The Munich daily Süddeutsche Zeitung headed its obituary of Said Der Unbequeme--"The Uncomfortable Man." But if anything, his lasting achievement was to make others uncomfortable. For the Palestinians Edward Said was an underappreciated and frequently irritating Cassandra, berating their leaders for incompetence--and worse. To his critics Said was a lightning rod, attracting fear and vituperation. Implausibly, this witty and cultivated man was cast as the very devil: the corporeal incarnation of every threat--real or imagined--to Israel and Jews alike. To an American Jewish community suffused with symbols of victimhood he was a provocatively articulate remembrancer of Israel's very own victims. And by his mere presence here in New York, Edward Said was an ironic, cosmopolitan, Arab reminder of the parochialism of his critics.

The essays in this book cover the period December 2000 through March 2003. They thus take us from the end of the Oslo decade, the onset of the second intifada and the final breakdown of the "peace process," through the Israeli reoccupation of the West Bank and Gaza, the massacres of September 11, 2001, the American retaliation in Afghanistan and the long run-up to the US attack on Iraq--a distinctly turbulent and murderous twenty-eight months. During this time Said wrote copiously and urgently about the alarming state of affairs in the Middle East, contributing at least one article a month, often more, despite his worsening medical condition (to which there is no reference in these writings until August 2002, and then only a casual, passing allusion).

All but one of the pieces collected here were contributed to Al-Ahram. These writings are thus an opportunity for Said's Western readers to see what he had to say to an Arab audience. What they show is that Said in his final years was consistently pursuing three themes: the urgent need to tell the world (above all, Americans) the truth about Israel's treatment of the Palestinians; the parallel urgency of getting Palestinians and other Arabs to recognize and accept the reality of Israel and engage with Israelis, especially the Israeli opposition; and the duty to speak openly about the failings of Arab leadership.

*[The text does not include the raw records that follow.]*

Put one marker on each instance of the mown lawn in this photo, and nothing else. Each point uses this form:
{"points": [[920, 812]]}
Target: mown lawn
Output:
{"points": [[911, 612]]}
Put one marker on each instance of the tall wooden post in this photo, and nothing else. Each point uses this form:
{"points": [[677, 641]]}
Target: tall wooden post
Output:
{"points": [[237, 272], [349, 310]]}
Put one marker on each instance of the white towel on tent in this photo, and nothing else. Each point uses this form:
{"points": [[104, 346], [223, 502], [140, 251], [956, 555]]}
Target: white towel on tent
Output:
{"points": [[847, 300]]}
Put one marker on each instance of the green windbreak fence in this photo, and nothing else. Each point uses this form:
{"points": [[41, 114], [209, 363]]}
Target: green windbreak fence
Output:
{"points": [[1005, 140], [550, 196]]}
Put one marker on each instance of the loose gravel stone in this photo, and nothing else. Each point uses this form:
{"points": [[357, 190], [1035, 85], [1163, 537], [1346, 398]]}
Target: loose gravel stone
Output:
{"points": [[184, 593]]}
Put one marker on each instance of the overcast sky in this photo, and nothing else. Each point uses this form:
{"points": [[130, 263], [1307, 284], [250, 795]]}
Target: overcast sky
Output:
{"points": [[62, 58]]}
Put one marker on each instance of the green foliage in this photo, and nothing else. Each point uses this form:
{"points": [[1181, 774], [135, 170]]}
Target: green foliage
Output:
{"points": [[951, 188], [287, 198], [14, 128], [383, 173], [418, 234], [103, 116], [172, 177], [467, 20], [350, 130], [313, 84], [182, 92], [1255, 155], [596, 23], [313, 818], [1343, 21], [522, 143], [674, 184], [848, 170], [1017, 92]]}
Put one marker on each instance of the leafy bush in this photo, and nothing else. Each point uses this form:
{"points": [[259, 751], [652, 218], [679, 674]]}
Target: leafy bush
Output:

Indeed, Said was above all concerned with addressing and excoriating his fellow Arabs. It is the ruling Arab regimes, especially that of the Palestine Liberation Organization, that come in for the strongest criticism here: for their cupidity, their corruption, their malevolence and incredulity. This may seem almost unfair--it is, after all, the United States that has effective power, and Israel that was and is wreaking havoc among Said's fellow Palestinians--but he seems to have felt it important to tell the truth to and about his own people, rather than risk indulging the "fawning elasticity with regard to one's own side that has disfigured the history of intellectuals since time immemorial."